The trio has worked together since 2003, but only within the last five years have they toyed with the idea of collaborating on a “heightened Veda Hille show.”

“We own this show all together,” Hille tells me by phone, days after the debut performance. “They helped bring the stories out of me and then together we decided which ones had life and which ones needed to be chopped.”

Three decades into her career, Hille still struggles to answer why her stories would be interesting to other people.  “I do think if you hit upon the right way to tell a story, people just hear their own stories in it. That’s what I hope for with this show,” she says.

Little Volcano is an invitation for audience members to embrace an  absence of normalcy. Hille plunked cheerful tunes while sharing an anecdote of being strapped down to a hospital bed at two years old, her skin shedding like a newt—or a phoenix— on account of Stevens-Johnson syndrome. Later, the record player spun a soundtrack of Scottish frogs in a mating frenzy as Hille described losing a child. Guided by lighting designer Sophie Tang, Hille’s cross legged silhouette is projected onto the tapestry behind her, amphibian like.

Hille herself captured the sounds of the froggy fornication while in Scotland last year for an artist’s residency, a setting mentioned regularly throughout Little Volcano. That’s where she returned to playing Bach, a piano practice that brought her so much joy as a teenager. Eventually, his  work became a backbone of the show. Other cameos include Hille’s own mother, recorded on vinyl, and a clip of 20-something Hille singing a capella.

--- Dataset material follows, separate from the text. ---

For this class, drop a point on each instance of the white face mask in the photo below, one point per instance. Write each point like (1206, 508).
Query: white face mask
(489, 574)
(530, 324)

While the show avoids a linear narrative, the 90 minute trip through Hille’s life still feels incredibly cohesive.

“I’ve always liked a cut and paste overlay, having so many threads and stacking them all up in a way that makes things more interesting and hard to untangle,” Hille says, describing the show as part self-portrait, part an ode to music as a form of sustenance.

“Mostly it’s just a 50-year-old woman laying it bare, sisters.”

This  elevator pitch is a work-in-progress, as is the show. Little Volcano debuted April 26-28, but will be packaged differently when it returns to local stages in 2020.  

“It used to feel crazy for me that we would work on a show for three or four years, and then having to let go of iterations and get excited for the next round and know what to feel attached to,” Hille says.Yet that’s exactly how she and Amiel Gladstone created the award-winning musical Onegin. The version of King Arthur’s Night that just returned from the Hong Kong Arts Festival is far from the same show Hille and Neworld Theatre staged in Vancouver last year.

“I consider myself to have started with indie rock, which is so much more about being in the moment, and then leaving it for the next moment,” explains Hille. “Theatre is much more planned and devised in a way that I am now super excited about.”

Whatever the next iteration of Little Volcano looks like, it is sure to give you big feels and huge respect for the artistry involved. Days after the show’s first run, Hille says there have already been talks of adding in more stories from her childhood. There may even be changes to the ending, an explosive rendition of “Titanic” from Hille’s 2018 album Love Waves that had the entire theatre clapping along until the final line of the show:

“I love you like dynamite – KABOOM”.

Vancouver is lucky to host such an active Mount St. Hille.